Develop formal ways for coaches to know each player
Plenty of data demonstrates the positive effects of developing relationships between teachers and students in school settings. However, youth sports programming rarely includes this type of explicit, foundational work. In order to develop authentic relationships during this time, coaches must go beyond providing virtual training routines and schedules. With social isolation and uncertainty related to sports and school, young athletes are yearning for connection to caring adults. Beyond the obvious zoom meetings, email, text, and phone calls are alternate ways to connect with individual athletes or with entire teams.
To start these virtual discussions, coaches may ask: What are your personal goals? What drives you to make a commitment to this sport? What other interests do you have? What personal traits do you bring to this sport that will be of benefit to your teammates? Or, what has been easy during this time at home? What is hard for you? These small catch-ups will help coaches get to know each player on a deeper level. Reversely, coaches need to give examples of their own experiences, as appropriate. Sharing hopes, dreams, failures and struggles related to sports (and real life) experiences will allow coaches to demonstrate vulnerability and will enable athletes and coaches to build both trust and respect for one another.
Honor open, honest communication
Too often, the relationship between coaches and parents can become strained and impede a young athlete’s positive experience. Coaches may view parents who speak up about their children’s experiences as overbearing and even aggressive. Similarly, parents may view coaches as too tough on athletes, inequitable in terms of play time, or out of touch with their child’s athletic needs.

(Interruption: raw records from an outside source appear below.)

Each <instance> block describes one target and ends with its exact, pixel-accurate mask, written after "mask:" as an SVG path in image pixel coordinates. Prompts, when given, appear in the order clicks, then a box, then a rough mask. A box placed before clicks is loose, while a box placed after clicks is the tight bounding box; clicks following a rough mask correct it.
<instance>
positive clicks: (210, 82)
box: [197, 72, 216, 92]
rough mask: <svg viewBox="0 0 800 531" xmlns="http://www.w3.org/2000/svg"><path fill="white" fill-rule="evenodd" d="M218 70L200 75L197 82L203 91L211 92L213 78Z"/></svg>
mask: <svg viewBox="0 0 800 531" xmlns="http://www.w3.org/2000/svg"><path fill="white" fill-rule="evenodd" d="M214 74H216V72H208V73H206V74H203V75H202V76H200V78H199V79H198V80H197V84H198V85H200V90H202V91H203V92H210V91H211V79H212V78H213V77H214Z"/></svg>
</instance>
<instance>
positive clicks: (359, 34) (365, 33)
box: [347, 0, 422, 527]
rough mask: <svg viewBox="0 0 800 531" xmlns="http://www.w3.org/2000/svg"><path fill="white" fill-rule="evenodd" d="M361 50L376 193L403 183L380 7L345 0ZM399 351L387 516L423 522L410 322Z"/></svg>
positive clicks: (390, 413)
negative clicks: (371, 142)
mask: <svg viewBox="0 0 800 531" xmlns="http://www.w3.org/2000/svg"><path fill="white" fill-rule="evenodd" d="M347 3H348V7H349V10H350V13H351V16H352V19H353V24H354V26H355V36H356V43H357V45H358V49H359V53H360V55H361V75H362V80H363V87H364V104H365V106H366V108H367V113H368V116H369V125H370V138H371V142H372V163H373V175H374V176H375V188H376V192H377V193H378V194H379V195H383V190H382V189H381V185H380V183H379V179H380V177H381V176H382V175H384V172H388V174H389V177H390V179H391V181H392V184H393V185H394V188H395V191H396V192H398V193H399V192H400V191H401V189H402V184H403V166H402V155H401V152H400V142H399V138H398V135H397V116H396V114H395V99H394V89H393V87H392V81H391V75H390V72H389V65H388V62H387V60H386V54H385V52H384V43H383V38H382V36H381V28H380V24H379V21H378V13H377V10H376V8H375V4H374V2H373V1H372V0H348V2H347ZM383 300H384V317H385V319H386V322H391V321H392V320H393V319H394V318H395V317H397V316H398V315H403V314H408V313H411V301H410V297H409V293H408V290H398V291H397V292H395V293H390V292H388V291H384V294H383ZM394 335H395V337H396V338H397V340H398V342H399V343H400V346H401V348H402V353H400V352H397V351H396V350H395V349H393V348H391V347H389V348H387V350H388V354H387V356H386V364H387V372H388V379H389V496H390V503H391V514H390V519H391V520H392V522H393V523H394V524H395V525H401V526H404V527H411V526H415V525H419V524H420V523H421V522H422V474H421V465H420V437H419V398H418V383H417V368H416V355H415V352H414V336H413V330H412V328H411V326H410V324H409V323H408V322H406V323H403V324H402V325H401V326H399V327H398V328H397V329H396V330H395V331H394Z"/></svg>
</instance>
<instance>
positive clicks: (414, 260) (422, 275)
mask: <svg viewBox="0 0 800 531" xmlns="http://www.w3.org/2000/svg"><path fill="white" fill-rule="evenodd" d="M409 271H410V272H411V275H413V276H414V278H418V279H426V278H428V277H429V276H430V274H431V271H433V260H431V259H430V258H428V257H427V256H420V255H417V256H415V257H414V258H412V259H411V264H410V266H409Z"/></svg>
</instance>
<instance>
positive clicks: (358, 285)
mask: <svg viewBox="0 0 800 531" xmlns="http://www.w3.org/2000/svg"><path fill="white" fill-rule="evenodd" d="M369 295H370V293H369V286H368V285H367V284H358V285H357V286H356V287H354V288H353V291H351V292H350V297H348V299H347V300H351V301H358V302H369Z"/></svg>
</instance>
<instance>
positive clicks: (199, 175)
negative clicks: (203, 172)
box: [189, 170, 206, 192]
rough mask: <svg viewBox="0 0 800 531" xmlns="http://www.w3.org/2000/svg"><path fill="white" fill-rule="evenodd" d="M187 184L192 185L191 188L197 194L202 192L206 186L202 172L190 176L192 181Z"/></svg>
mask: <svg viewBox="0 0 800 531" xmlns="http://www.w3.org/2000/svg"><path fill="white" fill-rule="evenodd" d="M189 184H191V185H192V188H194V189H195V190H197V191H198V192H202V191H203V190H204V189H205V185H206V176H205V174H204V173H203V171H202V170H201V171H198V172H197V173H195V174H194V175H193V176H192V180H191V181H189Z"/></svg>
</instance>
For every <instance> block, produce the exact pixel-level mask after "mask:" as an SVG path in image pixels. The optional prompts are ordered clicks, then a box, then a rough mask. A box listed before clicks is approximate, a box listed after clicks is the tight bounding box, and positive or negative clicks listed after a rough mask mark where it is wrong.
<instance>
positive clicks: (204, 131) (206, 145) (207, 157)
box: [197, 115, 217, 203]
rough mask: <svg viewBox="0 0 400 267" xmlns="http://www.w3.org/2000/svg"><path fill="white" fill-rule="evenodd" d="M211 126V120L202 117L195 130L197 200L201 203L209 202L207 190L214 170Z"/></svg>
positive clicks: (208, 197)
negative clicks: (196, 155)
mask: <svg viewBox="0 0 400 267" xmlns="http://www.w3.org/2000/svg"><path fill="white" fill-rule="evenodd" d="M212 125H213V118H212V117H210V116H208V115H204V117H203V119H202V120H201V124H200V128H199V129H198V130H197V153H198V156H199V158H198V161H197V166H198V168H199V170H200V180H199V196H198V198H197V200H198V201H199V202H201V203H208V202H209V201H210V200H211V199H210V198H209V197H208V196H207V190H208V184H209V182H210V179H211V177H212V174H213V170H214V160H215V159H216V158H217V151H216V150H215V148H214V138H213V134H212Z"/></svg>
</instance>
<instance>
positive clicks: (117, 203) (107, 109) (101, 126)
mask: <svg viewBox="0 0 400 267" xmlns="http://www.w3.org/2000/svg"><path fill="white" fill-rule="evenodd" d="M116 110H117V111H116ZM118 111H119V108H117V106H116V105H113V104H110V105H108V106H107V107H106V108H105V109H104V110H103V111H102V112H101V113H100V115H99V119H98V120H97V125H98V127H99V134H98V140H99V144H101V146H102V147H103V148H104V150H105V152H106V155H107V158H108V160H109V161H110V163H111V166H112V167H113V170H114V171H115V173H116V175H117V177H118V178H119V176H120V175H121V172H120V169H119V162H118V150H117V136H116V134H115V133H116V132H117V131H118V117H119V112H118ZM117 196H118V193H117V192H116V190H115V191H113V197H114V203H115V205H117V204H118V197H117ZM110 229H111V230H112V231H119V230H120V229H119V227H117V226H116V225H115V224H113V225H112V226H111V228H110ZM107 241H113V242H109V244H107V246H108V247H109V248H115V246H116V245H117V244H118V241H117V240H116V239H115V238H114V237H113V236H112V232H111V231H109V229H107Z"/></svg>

Parents and caregivers can play a key role during this period. However, without providing opportunities for genuine conversations, assumptions and misinterpretations can, at times, take over. Communication can take the form of online surveys, email correspondence or phone and video calls. Whatever the vehicle, the message should be clear – let’s create a partnership. Discussions can flesh out deeper knowledge around questions such as: What are your hopes and aspirations for your child? What are some ways to inspire motivation in your child? Or, as my child’s coach, what social skills do you view as essential to athletic improvement? Especially in environments where the coach and parent rarely interact, this can be a difficult task. Communication that is both ongoing and valued keeps all stakeholders engaged and enables everyone to support the athletic and social-emotional growth of each player.
Relationships are the context through which we learn. As social beings, strong, supportive relationships are essential for positive mental well-being and personal growth. Developing trusting, supportive relationships in youth sports is one step toward creating more meaningful experiences for our youth. Let’s take this time to reinvent the youth sports industry so it can best serve those that it is intended for: our youth.
Are your physical education teachers and other specialists trained in social emotional learning? Do you have open dialogues with local sports organizations or other out-of-school time programs related to social-emotional learning?
Are your strategies and techniques around social emotional learning evident to other adults who work with your students outside of school?
How does your child’s coach communicate his/her coaching philosophy to you and your child ? How is your child’s mental growth as an athlete communicated to you?
Do you feel like your coach supports your mental well-being as well as your athletic well-being? If so, what helps you? If not, what could be improved?